Patterns of organellar and nuclear inheritance among progeny of two geographically isolated strains of Volvox carteri

Abstract

Strains of Volvox carteri forma nagariensis derived from Japanese and Indian isolates (“J” and “I” strains, respectively) exhibited length differences (RFLPs) for approximately 90% of the restriction fragments detected by hybridization with a variety of unique-sequence, small-gene-family and repetitive-element probes, including heterologous probes of chloroplast and mitochondrial origin. Extensive post-zygotic mortality was observed among the zygotes produced by crossing J and I strains, suggesting some form of genetic incompatability between them. Most of the viable progeny exhibited recombinant patterns of nuclear inheritance and maternal inheritance of mitochondrial and chloroplast markers. However, many progeny exhibited exclusively uniparental (usually maternal, but in one case paternal) inheritance of both nuclear and organellar markers.
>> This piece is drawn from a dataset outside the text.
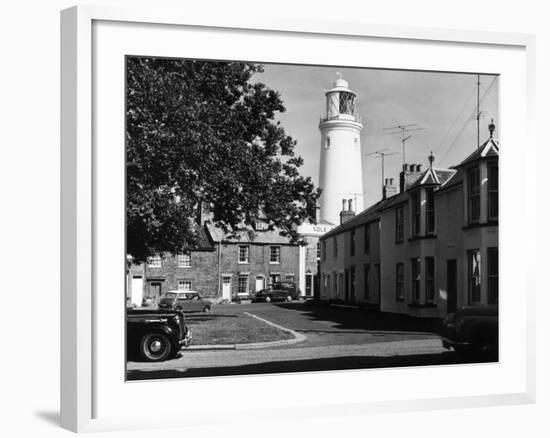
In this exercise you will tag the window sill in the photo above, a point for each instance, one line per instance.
(491, 223)
(422, 237)
(423, 305)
Some of these non-recombinant individuals may be derived from “parthenospores” (dormant asexual cells resembling zygospores). Others may be a result of “pseudogamy,” in which one of the parental pronuclei is excluded from the zygote, followed by selective exclusion of both the mitochondrial and the chloroplast genomes derived from that same parent. When segregation patterns for 44 nuclear markers were analyzed in 90 recombinant progeny, statistically significant, locus-specific deviations from expected Mendelian transmission ratios were observed for a sizeable fraction of all markers in both reciprocal crosses: some markers were preferentially transmitted by the J strain, while others were preferentially transmitted by the I strain. It is speculated that these transmission distortions may be related to the regions of inter-isolate genetic incompatability, and may complicate the use of JxI crosses to establish a RFLP-based linkage map for the species.